È una parola di speranza quella che risuona tra noi oggi: niente ci può separare dal suo amore (nessuna tribolazione, nessun pericolo… come nessun nostro allontanarci da Lui o il mollare la presa della sua mano). La presa la tiene forte Lui e non permette che nulla ci strappi dalla sua mano. In quel pianto di Gesù c’è il suo dolore, ma insieme la forza che lo spinge a farci uscire fuori. Dal baratro di un sepolcro. In questo momento è la sua Parola a far uscire dagli inferi della morte Elisa, Costantino, William e Domenico. E noi con loro. Li chiama per nome, con quel nome con il quale da sempre li ha conosciuti ed amati. Di un amore fedele. Continua a chiamarli per nome, perché così rimangono in vita. Chi vive e crede in me… non morirà!

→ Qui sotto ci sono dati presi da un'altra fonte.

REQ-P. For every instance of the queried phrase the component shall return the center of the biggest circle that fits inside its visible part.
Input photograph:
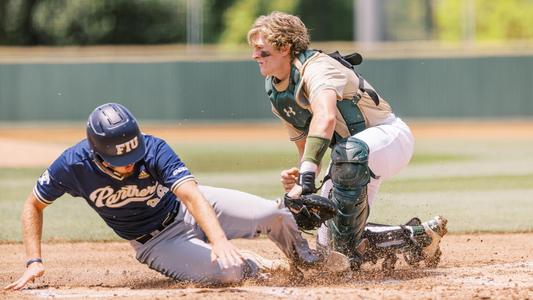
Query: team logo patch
(143, 175)
(45, 178)
(179, 170)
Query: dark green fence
(491, 87)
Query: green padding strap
(315, 147)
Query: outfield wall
(474, 87)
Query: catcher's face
(271, 61)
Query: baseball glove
(310, 210)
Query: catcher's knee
(349, 169)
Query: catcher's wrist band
(315, 148)
(33, 260)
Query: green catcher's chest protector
(285, 103)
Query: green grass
(473, 203)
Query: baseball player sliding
(146, 194)
(324, 102)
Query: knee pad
(350, 175)
(349, 164)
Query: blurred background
(459, 71)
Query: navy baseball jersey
(131, 206)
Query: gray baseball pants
(181, 250)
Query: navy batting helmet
(114, 135)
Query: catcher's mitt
(310, 210)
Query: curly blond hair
(280, 30)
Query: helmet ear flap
(114, 135)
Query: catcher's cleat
(389, 263)
(436, 229)
(426, 247)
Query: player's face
(272, 62)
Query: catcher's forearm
(32, 224)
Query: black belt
(167, 221)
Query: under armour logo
(289, 111)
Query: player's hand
(227, 254)
(289, 178)
(33, 271)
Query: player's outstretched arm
(32, 223)
(227, 254)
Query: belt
(167, 221)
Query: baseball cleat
(326, 260)
(435, 229)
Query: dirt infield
(483, 266)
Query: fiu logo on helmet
(127, 146)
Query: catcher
(323, 102)
(145, 193)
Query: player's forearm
(32, 224)
(201, 210)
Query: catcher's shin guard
(350, 175)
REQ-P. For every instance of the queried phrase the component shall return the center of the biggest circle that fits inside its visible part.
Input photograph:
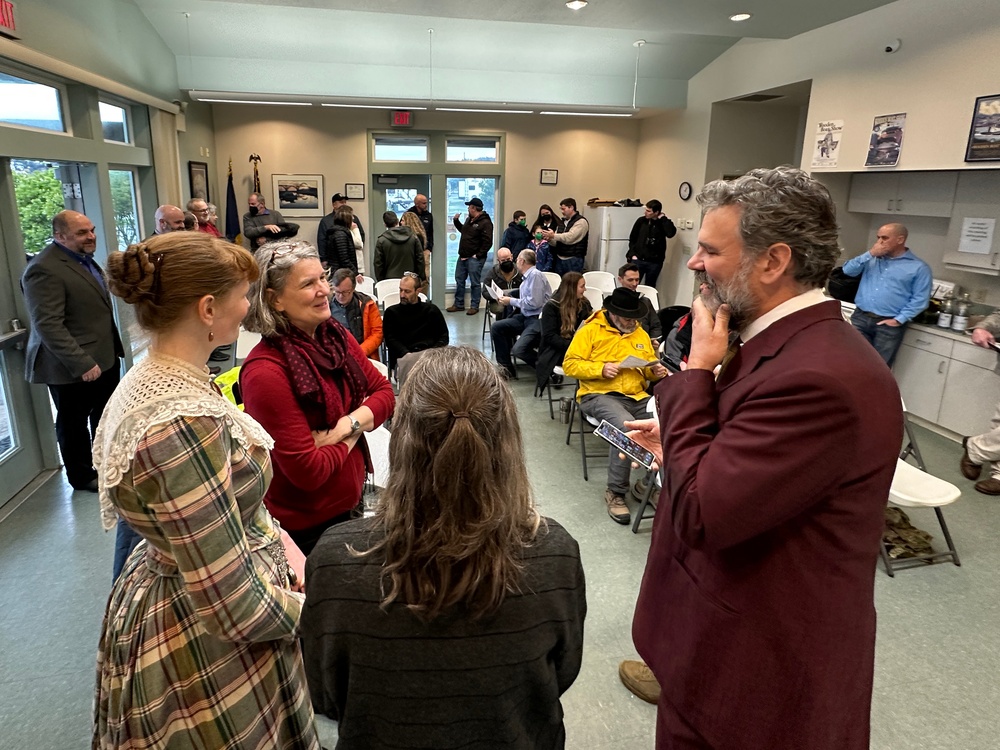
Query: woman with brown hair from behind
(455, 615)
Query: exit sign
(8, 26)
(399, 118)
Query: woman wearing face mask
(561, 316)
(547, 219)
(516, 236)
(505, 275)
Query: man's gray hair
(275, 260)
(786, 205)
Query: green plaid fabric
(198, 648)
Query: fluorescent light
(590, 114)
(247, 101)
(487, 111)
(371, 106)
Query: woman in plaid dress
(198, 649)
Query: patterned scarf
(322, 369)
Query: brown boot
(989, 486)
(969, 469)
(639, 679)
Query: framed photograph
(298, 194)
(198, 176)
(984, 135)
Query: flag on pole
(232, 210)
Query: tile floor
(938, 652)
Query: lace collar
(156, 390)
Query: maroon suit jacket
(756, 611)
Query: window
(30, 104)
(471, 150)
(114, 121)
(388, 148)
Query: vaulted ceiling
(509, 53)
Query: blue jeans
(527, 331)
(649, 271)
(125, 541)
(561, 266)
(885, 339)
(471, 269)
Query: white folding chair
(554, 279)
(386, 286)
(650, 293)
(602, 280)
(595, 297)
(246, 341)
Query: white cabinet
(921, 368)
(904, 193)
(977, 197)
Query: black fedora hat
(625, 303)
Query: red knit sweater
(310, 485)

Ed ora mi rivolgo a voi, cari amici e coetanei di questi nostri giovani fratelli. Non riusciamo né (forse) riusciremo mai a spiegarci questa morte. Però una cosa possiamo e dobbiamo considerare: la nostra vita, così preziosa e ricca, è estremamente fragile. È un cristallo. Non è dei giovani, certamente, la prudenza e il ponderare tutte le cose, ma dobbiamo/dovete vigilare per non cadere nella logica del videogioco: che ci fa pensare che abbiamo a disposizione un’infinità di vite. Che sia possibile resettare la partita, per ricominciarne una da capo. Le nostre scelte, i comportamenti che mettiamo in atto sono splendidamente e drammaticamente realistici. Costruiscono o distruggono il presente e il futuro. Una, una sola è la vita, da vivere intensamente, e tuttavia da custodire perché vulnerabile. Allora mi piace immaginare Elisa, Costantino, Domenico e William ora come vostri amici-custodi che insieme ad alimentare i sogni e le speranze indispensabili per vivere, vi richiamano, quando fosse necessario, alla misura del limite. Alla misura della vita.
La partita della vita è un gioco di squadra, perché è sotto i nostri occhi, nel bene e nel male, nei sogni coltivati e nel loro infrangersi, che siamo uniti. Che ci dobbiamo custodire l’un l’altro. Con responsabilità. Che questa sia la nostra e la vostra forza sulle strade della vita. E in questa partita Gesù partecipa, non da spettatore, ma come il primo a mettersi in gioco. Perché tutti abbiano la vita. In abbondanza.